Everything, and I mean everything, reminds me of the past.
A tattered sweatshirt—now ruined from an unfortunate load of laundry—always, always, always sends me back to a cold December day years ago. One look at that sweatshirt, one tug at the sleeves that I always roll exactly twice, and one feel of the yellow patch in the left corner never fail to transport me back to a time that I’ll never fully forget.
It’s sweatshirts like these that always keep one of my feet in moments from one, two, even three years ago and the other in the moments of now—of today. I truly am always taking one step forward while looking back at my other leg going the completely opposite direction.
It’s songs, scents, foods, restaurants, houses, streets, books—it’s so many objects and feelings that drown me in this raging nostalgia.
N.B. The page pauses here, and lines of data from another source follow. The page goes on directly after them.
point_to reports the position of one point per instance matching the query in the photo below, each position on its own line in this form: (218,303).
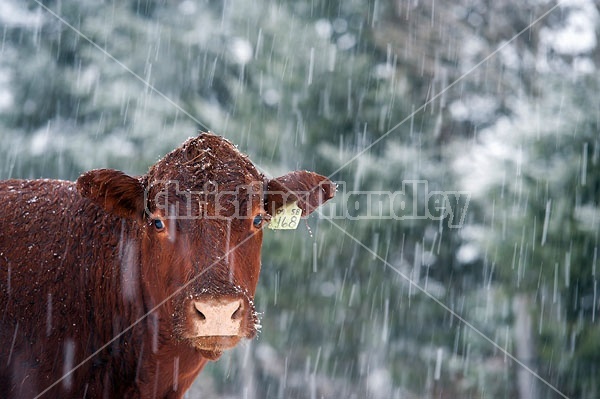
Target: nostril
(197,306)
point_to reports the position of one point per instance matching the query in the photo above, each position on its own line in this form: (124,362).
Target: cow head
(200,212)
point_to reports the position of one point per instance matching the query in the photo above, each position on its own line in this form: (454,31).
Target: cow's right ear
(114,191)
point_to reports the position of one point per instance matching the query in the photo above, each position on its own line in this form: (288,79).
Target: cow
(117,286)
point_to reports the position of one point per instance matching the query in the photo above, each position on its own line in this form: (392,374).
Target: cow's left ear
(309,189)
(114,191)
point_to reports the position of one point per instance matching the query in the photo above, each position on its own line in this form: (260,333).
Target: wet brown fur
(81,263)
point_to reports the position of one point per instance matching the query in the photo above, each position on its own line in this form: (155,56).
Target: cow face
(199,214)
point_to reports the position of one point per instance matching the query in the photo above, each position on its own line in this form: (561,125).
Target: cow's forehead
(206,160)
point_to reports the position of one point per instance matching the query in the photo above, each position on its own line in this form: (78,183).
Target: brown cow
(119,286)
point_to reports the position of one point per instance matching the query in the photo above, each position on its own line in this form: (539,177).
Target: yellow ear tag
(286,217)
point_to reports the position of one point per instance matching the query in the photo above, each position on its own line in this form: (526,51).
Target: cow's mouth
(213,347)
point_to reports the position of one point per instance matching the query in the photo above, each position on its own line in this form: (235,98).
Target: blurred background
(496,99)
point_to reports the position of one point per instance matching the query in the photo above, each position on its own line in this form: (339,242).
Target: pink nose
(218,317)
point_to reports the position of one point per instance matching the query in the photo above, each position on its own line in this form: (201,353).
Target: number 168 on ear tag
(286,217)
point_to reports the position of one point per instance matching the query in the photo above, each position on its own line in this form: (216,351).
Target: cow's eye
(158,224)
(258,219)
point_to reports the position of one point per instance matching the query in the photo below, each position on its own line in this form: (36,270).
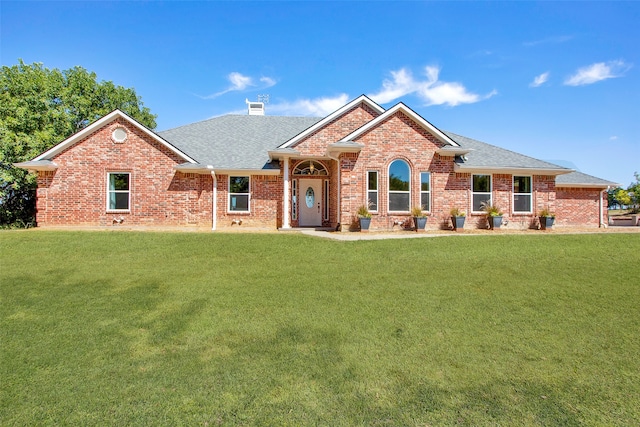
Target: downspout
(214,205)
(602,224)
(339,187)
(285,209)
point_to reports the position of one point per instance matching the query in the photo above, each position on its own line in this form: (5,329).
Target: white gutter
(214,205)
(602,224)
(339,186)
(285,208)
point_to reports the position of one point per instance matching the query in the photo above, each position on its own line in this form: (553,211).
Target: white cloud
(596,72)
(240,82)
(268,82)
(432,91)
(549,40)
(540,80)
(318,107)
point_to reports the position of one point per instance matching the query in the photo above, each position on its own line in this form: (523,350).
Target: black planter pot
(364,223)
(546,222)
(458,222)
(495,222)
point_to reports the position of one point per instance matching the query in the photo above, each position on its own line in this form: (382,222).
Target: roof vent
(255,108)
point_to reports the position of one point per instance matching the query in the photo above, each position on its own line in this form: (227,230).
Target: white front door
(310,202)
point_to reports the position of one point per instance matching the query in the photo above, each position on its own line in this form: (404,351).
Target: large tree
(39,108)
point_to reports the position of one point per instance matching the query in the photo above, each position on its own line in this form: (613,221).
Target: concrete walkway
(381,235)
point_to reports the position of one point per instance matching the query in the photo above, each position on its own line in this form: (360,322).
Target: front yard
(126,328)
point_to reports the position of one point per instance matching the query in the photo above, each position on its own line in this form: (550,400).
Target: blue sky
(558,81)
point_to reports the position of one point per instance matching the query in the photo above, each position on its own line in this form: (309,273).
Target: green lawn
(125,328)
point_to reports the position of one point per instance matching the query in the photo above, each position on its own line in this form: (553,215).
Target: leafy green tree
(611,197)
(634,193)
(622,197)
(39,108)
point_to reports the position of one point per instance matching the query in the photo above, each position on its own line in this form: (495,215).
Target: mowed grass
(125,328)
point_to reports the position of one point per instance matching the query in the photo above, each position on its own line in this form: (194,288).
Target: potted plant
(494,215)
(457,219)
(364,217)
(419,218)
(546,218)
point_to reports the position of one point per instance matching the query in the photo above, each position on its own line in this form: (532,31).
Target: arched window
(399,186)
(310,167)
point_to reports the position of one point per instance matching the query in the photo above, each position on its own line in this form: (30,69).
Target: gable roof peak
(103,121)
(400,106)
(362,99)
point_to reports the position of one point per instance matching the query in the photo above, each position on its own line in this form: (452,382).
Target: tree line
(40,107)
(628,198)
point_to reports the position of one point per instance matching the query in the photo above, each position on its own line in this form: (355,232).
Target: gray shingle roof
(582,180)
(243,142)
(490,156)
(236,141)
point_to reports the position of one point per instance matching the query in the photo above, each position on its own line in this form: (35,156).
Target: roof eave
(509,170)
(586,185)
(244,172)
(449,151)
(425,124)
(115,114)
(37,165)
(282,153)
(337,148)
(333,116)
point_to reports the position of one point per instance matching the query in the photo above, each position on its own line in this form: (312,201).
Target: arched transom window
(310,167)
(399,186)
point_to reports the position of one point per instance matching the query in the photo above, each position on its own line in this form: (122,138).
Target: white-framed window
(118,191)
(399,186)
(372,190)
(481,192)
(522,190)
(326,200)
(425,191)
(239,194)
(294,199)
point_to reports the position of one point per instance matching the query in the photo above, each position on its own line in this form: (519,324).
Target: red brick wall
(316,143)
(265,208)
(76,193)
(580,207)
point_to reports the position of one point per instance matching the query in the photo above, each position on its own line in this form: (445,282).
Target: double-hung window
(481,192)
(239,194)
(425,191)
(399,186)
(522,194)
(118,191)
(372,190)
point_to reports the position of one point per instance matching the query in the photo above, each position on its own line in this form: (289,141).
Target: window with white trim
(425,191)
(399,186)
(481,192)
(372,190)
(522,194)
(294,199)
(239,194)
(118,191)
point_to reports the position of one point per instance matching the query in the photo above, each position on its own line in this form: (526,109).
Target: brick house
(260,171)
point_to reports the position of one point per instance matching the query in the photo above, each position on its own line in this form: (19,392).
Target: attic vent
(119,135)
(255,108)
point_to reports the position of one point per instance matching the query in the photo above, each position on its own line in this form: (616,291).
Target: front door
(310,202)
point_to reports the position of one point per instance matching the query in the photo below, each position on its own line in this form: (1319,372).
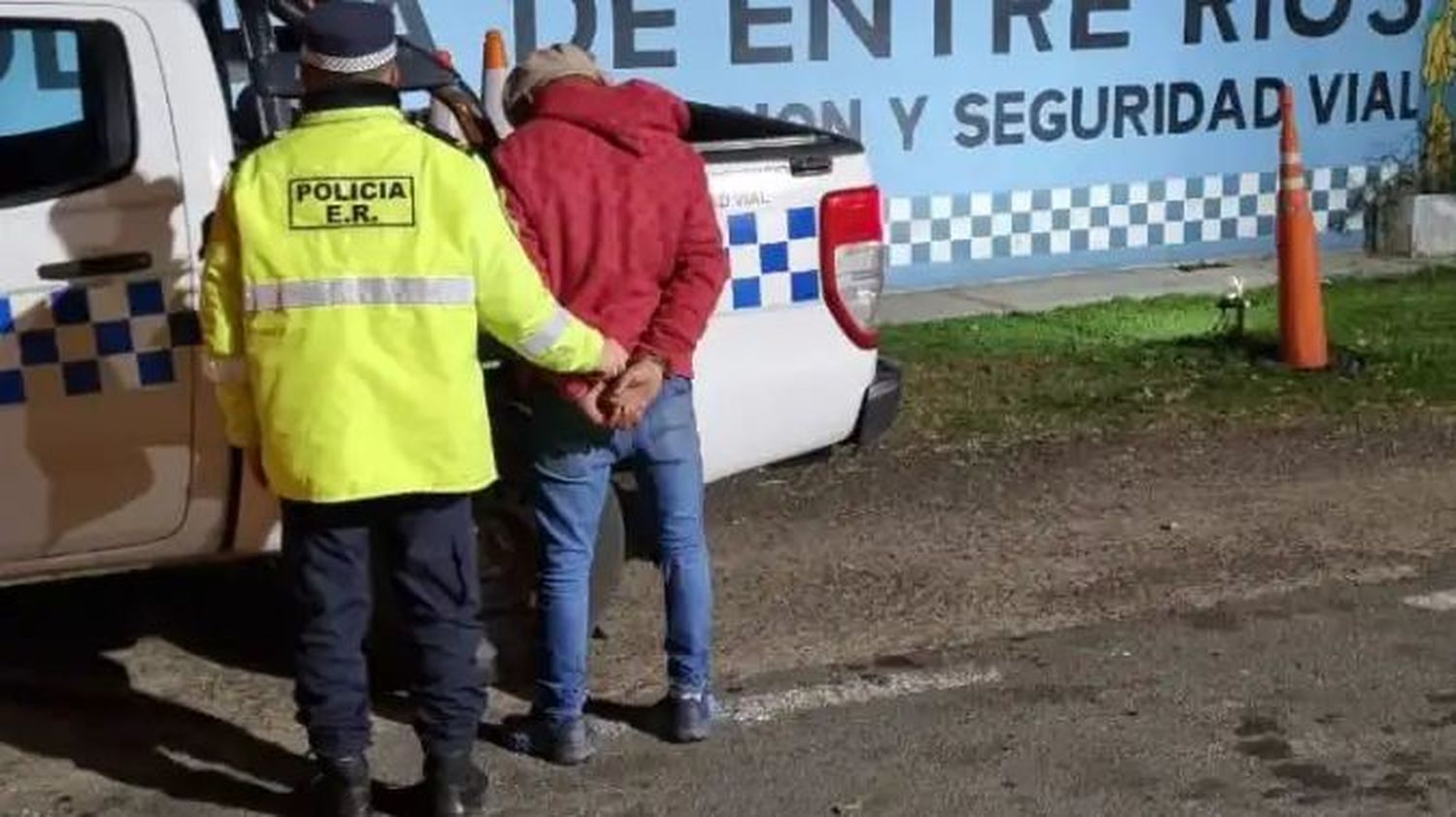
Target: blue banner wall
(1018,137)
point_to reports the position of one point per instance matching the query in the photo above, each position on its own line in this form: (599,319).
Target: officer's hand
(613,358)
(590,404)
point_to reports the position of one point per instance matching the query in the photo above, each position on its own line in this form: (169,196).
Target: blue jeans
(573,464)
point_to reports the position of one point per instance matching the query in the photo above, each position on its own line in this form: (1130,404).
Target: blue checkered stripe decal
(774,255)
(943,229)
(90,340)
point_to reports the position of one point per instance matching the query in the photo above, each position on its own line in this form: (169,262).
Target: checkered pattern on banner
(945,229)
(89,340)
(774,255)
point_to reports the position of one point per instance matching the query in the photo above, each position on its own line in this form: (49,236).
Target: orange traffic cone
(494,70)
(1304,343)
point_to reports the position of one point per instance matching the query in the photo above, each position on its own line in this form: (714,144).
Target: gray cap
(545,66)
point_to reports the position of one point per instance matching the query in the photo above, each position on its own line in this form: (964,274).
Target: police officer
(349,267)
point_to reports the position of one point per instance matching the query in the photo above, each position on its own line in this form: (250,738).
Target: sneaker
(692,717)
(341,788)
(454,785)
(564,743)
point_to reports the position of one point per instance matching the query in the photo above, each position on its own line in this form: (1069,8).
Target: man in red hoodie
(614,206)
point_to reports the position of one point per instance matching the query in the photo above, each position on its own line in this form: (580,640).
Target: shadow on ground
(64,697)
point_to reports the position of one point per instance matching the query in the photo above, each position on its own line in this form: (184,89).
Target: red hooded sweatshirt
(613,206)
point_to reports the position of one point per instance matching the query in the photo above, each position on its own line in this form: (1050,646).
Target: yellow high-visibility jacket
(348,270)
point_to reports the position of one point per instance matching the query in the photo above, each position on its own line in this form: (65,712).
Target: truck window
(66,108)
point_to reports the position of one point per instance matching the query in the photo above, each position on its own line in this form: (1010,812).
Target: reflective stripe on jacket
(348,270)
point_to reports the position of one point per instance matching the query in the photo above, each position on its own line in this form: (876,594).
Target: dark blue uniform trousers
(430,551)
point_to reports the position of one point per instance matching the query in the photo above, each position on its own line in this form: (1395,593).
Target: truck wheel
(510,560)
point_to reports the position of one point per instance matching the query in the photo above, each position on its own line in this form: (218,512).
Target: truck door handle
(96,267)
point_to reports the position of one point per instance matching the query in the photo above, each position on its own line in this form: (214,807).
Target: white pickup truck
(118,121)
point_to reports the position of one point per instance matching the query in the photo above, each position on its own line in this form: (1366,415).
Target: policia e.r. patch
(351,201)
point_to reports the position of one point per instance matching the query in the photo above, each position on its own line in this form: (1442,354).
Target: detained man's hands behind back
(634,392)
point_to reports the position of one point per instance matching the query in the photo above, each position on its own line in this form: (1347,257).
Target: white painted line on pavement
(753,709)
(1441,602)
(771,706)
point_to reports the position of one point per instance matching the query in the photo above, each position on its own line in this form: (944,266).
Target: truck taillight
(852,259)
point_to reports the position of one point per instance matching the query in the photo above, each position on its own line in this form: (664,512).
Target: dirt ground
(166,694)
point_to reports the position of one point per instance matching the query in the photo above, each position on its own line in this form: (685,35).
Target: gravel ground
(166,694)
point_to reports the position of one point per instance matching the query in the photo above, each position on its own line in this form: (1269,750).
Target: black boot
(454,785)
(341,788)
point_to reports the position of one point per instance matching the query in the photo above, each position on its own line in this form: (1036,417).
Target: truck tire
(510,558)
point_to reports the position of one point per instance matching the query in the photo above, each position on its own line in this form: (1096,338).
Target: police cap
(348,37)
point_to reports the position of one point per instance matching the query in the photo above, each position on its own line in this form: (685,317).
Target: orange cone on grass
(1304,343)
(494,69)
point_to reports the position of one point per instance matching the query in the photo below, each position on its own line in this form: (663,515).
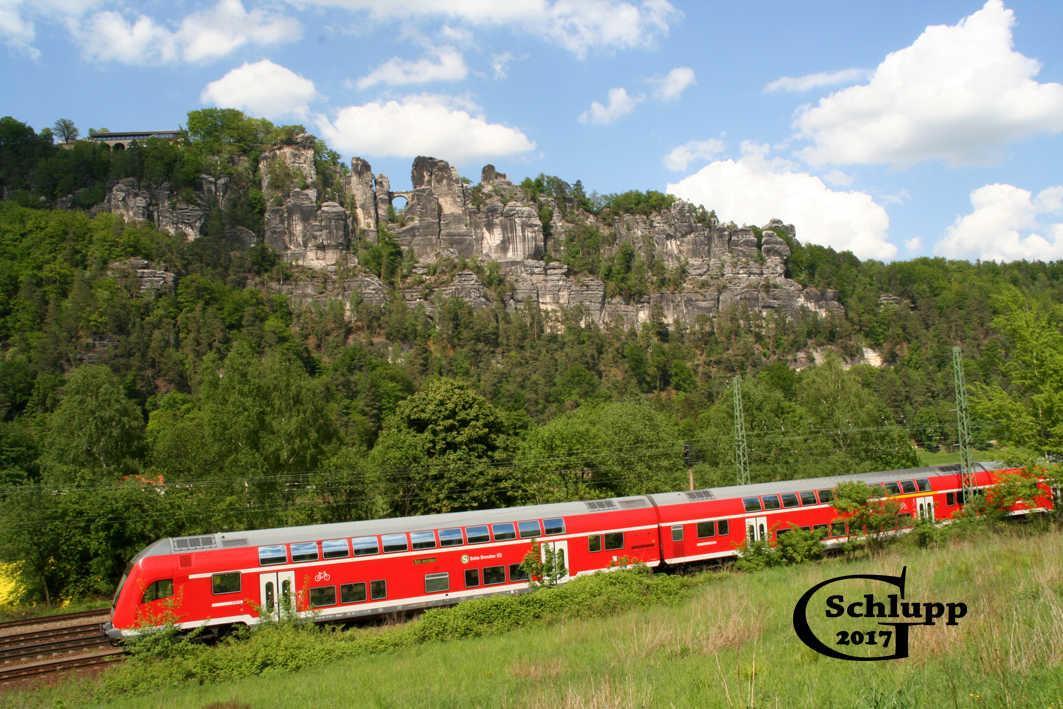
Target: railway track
(36,647)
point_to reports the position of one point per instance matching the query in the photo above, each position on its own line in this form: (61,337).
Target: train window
(528,528)
(555,526)
(323,595)
(226,583)
(437,583)
(268,555)
(159,589)
(477,535)
(503,530)
(352,592)
(393,542)
(378,590)
(450,537)
(423,539)
(365,545)
(335,549)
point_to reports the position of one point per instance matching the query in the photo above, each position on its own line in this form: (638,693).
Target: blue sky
(893,130)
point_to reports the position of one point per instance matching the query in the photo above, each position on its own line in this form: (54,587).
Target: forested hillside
(212,402)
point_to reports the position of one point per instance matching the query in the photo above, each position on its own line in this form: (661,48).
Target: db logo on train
(891,632)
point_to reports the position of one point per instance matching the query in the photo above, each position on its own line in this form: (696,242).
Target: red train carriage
(356,569)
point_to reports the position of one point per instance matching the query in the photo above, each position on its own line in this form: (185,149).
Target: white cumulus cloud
(262,88)
(1005,224)
(619,104)
(673,84)
(757,188)
(680,156)
(201,36)
(578,26)
(958,94)
(819,80)
(421,124)
(442,64)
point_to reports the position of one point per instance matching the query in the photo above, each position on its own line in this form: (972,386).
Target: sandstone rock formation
(161,206)
(145,276)
(720,267)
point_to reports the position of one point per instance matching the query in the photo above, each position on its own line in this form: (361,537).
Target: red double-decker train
(351,570)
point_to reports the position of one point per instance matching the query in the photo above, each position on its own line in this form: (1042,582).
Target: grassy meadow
(715,639)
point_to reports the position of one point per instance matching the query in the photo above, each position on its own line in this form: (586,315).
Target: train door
(277,594)
(555,559)
(924,508)
(756,529)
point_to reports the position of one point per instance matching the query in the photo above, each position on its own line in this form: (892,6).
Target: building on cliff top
(122,139)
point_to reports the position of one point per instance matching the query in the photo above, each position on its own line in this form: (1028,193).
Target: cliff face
(297,226)
(720,266)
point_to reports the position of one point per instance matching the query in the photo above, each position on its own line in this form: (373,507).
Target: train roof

The only thing that has kept me from losing air completely, the only thing that moves the other foot in the moments of today forward, is The Central Trend.
For the past four years, The Central Trend and everything it encompasses—the newspaper itself, the people, the room—has, in a way, saved me. Writing for this newspaper, meeting all the people who have become like family, and spending almost 1,000 days in the sanctuary of Room 139 (yes, I did actually do the math) has, in some way or another, grounded me.
Because in a world of constant change, and, more specifically my world of never-ending nostalgia, TCT has always been a constant.
Whether it’s the sometimes four stories I post a week keeping me busy and looking ahead, the room I somehow always find myself in despite only having a spare minute between classes, or—and perhaps this is the most important one—the people I have met through this class, The Central Trend and all it encompasses have given me its all.
Most importantly, it has given me stability. At my lowest lows and my highest highs, TCT has been there; the powerhouse staff of eight girls from my sophomore year has been there, the garage sale chairs have been there, the bald man sitting at his desk has been there, and the work of all those articles has been there.
Whether or not I was there, TCT was. More often than not, I was stuck in some stupid memory years ago, but TCT never judged, for it was the one thing pushing me forward, even when I was reluctant.
I’ll never be able to properly thank sophomore year staff, the three editors I wrote my college essay about, last year’s co-editors and close friends, the bald man who is always checking in, and Lynlee Derrick, especially, for everything.
For now, though, I am attempting to offer just a couple hundred words of gratitude to TCT in this column. Thank you, in simplest terms, for allowing me to pursue a passion, for grounding me, for never judging my inability to just be in the moment, and for giving me hope for a future in which I write for a living. Because while I’ll probably always have one foot in the past, it is because of The Central Trend that I am able to push forward—even when I’d rather not.